Solution structure of the donor site of a trans-splicing RNA

Nancy L. Greenbaum; Ishwar Radhakrishnan; Dinshaw J. Patel; David Hirsh

doi:10.1016/S0969-2126(96)00078-0

Solution structure of the donor site of a trans-splicing RNA

Nancy L. Greenbaum^*, Ishwar Radhakrishnan, Dinshaw J. Patel, David Hirsh

^*Corresponding author for this work

Molecular Biosciences

Research output: Contribution to journal › Article › peer-review

28 Scopus citations

Abstract

Background: RNA splicing is both ubiquitous and essential for the maturation of precursor mRNA molecules in eukaryotes.

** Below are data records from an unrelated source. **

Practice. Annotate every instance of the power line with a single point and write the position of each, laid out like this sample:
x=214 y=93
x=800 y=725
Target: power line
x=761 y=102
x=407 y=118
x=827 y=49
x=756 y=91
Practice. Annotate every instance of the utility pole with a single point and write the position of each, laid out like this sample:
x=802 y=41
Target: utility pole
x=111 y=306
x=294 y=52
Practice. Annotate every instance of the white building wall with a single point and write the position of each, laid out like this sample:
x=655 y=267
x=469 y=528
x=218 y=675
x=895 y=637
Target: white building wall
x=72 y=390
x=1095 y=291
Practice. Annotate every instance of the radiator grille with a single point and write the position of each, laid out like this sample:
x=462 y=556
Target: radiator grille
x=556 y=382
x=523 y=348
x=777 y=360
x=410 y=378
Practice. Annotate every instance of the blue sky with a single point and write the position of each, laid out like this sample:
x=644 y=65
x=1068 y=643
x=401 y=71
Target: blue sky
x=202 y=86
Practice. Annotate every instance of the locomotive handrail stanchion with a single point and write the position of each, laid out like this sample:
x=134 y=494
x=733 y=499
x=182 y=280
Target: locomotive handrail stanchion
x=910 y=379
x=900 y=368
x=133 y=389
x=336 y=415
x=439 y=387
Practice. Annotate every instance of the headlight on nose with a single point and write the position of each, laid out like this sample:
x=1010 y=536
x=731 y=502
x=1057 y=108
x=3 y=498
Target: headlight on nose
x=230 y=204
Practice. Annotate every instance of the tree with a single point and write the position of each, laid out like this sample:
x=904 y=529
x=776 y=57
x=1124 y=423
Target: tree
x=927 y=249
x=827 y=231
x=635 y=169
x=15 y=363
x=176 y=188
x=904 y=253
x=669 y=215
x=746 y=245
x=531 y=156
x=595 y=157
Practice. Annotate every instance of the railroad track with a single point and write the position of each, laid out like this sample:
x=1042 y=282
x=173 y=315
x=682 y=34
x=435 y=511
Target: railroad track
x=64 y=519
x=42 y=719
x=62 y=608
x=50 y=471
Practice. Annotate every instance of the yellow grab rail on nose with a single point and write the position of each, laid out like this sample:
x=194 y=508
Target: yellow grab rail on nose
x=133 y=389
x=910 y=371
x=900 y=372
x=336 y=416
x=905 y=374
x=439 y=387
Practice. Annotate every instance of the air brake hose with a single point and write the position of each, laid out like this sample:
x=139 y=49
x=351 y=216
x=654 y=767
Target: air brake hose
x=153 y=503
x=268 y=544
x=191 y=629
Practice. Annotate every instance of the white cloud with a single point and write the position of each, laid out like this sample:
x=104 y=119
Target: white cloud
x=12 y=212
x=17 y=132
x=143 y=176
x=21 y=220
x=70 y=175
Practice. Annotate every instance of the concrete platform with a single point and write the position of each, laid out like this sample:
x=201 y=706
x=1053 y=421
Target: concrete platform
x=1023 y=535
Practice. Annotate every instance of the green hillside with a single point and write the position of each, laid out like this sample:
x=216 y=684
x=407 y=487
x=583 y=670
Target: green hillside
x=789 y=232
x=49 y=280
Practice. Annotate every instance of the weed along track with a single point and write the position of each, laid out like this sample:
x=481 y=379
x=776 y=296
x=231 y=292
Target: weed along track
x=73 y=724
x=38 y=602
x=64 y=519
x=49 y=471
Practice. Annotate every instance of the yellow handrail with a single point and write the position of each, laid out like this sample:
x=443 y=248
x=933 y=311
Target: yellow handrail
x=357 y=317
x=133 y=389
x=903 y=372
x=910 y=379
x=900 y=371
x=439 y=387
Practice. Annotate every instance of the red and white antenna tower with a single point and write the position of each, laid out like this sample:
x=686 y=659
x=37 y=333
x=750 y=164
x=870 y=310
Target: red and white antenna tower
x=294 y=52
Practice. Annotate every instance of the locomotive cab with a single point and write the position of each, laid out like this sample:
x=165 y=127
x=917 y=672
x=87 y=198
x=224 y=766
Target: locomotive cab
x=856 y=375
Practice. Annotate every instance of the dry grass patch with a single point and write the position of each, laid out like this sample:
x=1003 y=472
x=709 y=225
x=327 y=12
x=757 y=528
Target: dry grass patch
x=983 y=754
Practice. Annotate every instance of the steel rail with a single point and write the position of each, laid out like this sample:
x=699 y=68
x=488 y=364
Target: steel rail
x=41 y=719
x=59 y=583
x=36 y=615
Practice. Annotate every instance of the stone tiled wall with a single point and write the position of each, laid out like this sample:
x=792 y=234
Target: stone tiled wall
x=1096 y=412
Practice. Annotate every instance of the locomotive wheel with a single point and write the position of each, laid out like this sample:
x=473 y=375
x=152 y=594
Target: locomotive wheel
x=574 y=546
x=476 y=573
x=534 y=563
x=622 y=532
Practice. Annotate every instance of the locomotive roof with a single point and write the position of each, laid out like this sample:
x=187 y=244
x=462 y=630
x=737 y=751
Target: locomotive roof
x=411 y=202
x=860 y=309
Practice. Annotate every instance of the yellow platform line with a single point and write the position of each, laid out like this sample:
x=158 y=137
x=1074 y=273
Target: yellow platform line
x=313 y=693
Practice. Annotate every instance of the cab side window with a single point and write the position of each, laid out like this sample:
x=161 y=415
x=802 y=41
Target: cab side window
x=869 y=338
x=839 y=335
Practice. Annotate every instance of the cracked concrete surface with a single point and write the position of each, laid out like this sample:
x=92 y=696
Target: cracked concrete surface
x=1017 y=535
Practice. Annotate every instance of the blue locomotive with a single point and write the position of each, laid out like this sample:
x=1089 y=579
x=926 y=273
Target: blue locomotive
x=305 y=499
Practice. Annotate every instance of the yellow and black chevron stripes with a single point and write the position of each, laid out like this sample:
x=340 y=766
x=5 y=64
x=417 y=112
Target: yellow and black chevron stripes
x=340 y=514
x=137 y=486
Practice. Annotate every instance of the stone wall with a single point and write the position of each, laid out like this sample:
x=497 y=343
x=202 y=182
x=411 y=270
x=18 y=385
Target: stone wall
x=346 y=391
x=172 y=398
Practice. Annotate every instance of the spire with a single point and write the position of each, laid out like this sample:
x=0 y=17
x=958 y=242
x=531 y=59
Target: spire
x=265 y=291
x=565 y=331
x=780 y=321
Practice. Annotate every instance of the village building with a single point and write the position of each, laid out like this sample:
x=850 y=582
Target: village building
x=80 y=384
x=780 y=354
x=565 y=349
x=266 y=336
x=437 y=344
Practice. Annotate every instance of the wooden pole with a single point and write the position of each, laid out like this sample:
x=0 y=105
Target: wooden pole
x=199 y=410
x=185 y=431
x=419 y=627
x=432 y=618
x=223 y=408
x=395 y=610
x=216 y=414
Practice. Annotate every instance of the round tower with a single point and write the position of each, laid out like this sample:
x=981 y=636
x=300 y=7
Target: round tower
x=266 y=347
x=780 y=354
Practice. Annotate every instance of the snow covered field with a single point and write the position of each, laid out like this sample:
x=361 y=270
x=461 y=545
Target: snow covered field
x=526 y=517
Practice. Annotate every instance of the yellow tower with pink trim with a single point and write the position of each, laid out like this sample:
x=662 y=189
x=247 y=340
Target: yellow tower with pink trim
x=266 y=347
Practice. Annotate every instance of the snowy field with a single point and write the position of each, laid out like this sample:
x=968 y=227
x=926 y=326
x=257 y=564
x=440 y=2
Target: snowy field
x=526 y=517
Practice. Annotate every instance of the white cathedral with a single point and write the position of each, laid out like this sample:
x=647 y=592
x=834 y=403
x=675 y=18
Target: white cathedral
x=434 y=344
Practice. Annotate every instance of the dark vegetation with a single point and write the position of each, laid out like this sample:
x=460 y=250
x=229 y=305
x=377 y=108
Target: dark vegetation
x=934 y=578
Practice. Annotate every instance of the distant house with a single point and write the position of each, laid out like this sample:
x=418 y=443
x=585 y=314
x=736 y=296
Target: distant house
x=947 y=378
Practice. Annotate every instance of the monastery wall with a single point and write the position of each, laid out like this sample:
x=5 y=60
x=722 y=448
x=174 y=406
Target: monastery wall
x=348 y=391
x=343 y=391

The process of trans-splicing involves the transfer of a short spliced leader (SL) RNA sequence to a consensus acceptor site on a separate pre-mRNA transcript. In Caenorhabditis elegans, a majority of pre-mRNA transcripts receive the 22-nucleotide SL from the SL1 RNA. Very little is known about the various roles that RNA structures mRNA splicing. Results: We have determined the solution structure of a domain of the first stem loop of the SL1 RNA of C. elegans, using homonuclear and heteronuclear NMR techniques; this domain contains the splice-donor site and a nine-nucleotide hairpin loop. In solution, the SL1 RNA fragment adopts a stem-loop structure: nucleotides in the stem region form a classical A-type helix while nucleotides in the hairpin loop specify a novel conformation that includes a helix, that extends for the first three residues; a syn guanosine nucleotide at the turn region; and an extrahelical adenine that defines a pocket with nucleotides at the base of the loop. Conclusion: The proximity of this pocket to the splice donor site, combined with the observation that the nucleotides in this motif are conserved among all nematode SL RNAs, suggests that this pocket may provide a recognition site for a protein or RNA molecule in the trans-splicing process.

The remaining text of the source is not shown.